CEO Op-ed in Times of Israel: Europe: Out of Step, Again

8/19/2020

 
Two events last week have illustrated, once again, how much Europe’s tin ear on Iran, and on the Israeli-Palestinian conflict continues to function, despite a rapidly changing geopolitical environment in the region.

The United Nations Security Council, in a 2-2 vote, with 11 abstentions, refused to  support an extension of the arms embargo on Iran, which has been in place since 2007. Russia and China voted against, which came as no surprise. The only country that joined the United States, which has for some time supported the extension, was the Dominican Republic. But among the countries casting an abstention were Belgium, Estonia, France, Germany and the United Kingdom. Nine votes were needed to adopt an extension of the embargo.

The embargo not only prohibits the sale of conventional weapons to Iran but also prohibits Iran from transferring weapons to its proxies. It’s been in violation of this provision through its repeated delivery of rockets and other weaponry to Hezbollah and other terrorist organizations.

In their explanation of why they voted as they did, the Europeans expressed concern that an embargo extension would chase Tehran away from the discredited 2015 Joint Comprehensive Plan of Action (JCPOA), ostensibly agreed to in order to prevent Iran from developing nuclear weapons.
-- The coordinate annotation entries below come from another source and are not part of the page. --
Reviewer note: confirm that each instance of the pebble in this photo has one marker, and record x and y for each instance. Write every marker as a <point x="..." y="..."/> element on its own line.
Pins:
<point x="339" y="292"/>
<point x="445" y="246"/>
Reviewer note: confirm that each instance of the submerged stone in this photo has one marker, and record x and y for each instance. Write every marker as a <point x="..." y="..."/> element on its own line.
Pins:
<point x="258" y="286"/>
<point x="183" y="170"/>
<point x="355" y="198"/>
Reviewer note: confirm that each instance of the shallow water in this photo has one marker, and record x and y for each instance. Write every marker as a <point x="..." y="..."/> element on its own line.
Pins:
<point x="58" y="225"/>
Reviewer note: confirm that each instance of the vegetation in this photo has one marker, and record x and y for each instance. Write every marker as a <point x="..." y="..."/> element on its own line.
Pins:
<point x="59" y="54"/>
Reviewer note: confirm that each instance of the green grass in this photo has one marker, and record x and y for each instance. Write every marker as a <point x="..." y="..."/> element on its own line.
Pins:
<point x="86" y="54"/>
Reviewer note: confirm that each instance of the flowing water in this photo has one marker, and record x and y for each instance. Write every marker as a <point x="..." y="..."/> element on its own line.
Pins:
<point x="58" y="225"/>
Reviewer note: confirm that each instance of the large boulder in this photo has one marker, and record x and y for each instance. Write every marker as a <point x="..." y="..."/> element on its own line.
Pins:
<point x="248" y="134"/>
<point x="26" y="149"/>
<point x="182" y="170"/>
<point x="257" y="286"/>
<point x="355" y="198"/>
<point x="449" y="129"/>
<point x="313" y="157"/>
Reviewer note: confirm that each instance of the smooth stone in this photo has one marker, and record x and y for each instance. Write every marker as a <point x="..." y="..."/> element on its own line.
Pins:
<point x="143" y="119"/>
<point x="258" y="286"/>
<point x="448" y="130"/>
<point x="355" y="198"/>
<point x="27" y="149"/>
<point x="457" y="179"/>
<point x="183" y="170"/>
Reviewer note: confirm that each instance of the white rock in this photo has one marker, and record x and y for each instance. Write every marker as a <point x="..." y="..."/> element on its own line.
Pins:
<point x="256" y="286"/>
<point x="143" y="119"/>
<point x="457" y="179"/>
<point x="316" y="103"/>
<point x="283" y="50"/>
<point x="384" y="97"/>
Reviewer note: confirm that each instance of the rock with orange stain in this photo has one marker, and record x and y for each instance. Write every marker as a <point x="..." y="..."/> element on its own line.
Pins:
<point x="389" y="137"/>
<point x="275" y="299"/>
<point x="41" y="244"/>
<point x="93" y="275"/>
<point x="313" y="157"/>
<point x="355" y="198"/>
The United States withdrew from the plan in 2018, citing its loose provisions and loopholes that would allow, after a period of 15 years, Iran to continue its nuclear weapons program.  Effective, unannounced inspections of military sites, for example — a provision touted by supporters of the JCPOA — could not be carried out under the plan because of an arcane protocol of advance notice to the Iranians.  Nor was Iran’s ballistic missile program, focused on being able to carry nuclear warheads as far as the heart of Europe, dismantled.

With cover provided by the JCPOA, Iran has set about to militarily and geopolitically meddle in the affairs of its neighbors. Its presence, or proxy connections in Syria, Iraq, Yemen and of course Lebanon are there for all to see. Lebanon has become part of “Iran Inc.” with its terrorist proxy Hezbollah having insinuated itself into the cabinet, and the terror group’s influence on the Lebanese army growing year-to-year. Not to mention its relationship  with Hamas, in what amounts to a real time Shia-Sunni demonstration of the dictum, “the enemy of my enemy [Israel] is my friend.”

The final straw for those who cling to the JCPOA should have been Israel’s carrying off that trove of documents last year from a Tehran warehouse, that makes it abundantly clear that Iran has been developing nuclear weapons. What more could the Security Council want for evidence of Tehran’s intentions?

And as if that weren’t enough, the Gulf Cooperation Council, representing six countries with varying interests in the region, supported the extension of the embargo because of Iran’s constant threats to most of its member states.

So instead of sending a clear message to Iran that its malign behavior will no longer be tolerated, whether it be its nuclear ambitions, its support for terrorism or its hegemonist sweep across the region, by not voting to extend the arms embargo, Europe once again punted. Its lack of principle is not only disheartening, it is frightening.

Notwithstanding European expressions of “concern” over Iranian behavior, the real test — voting for the continuation of the embargo — has been failed miserably by governments whose  modus operandi on this and many other vital issues is to do some can-kicking down the road of international diplomacy.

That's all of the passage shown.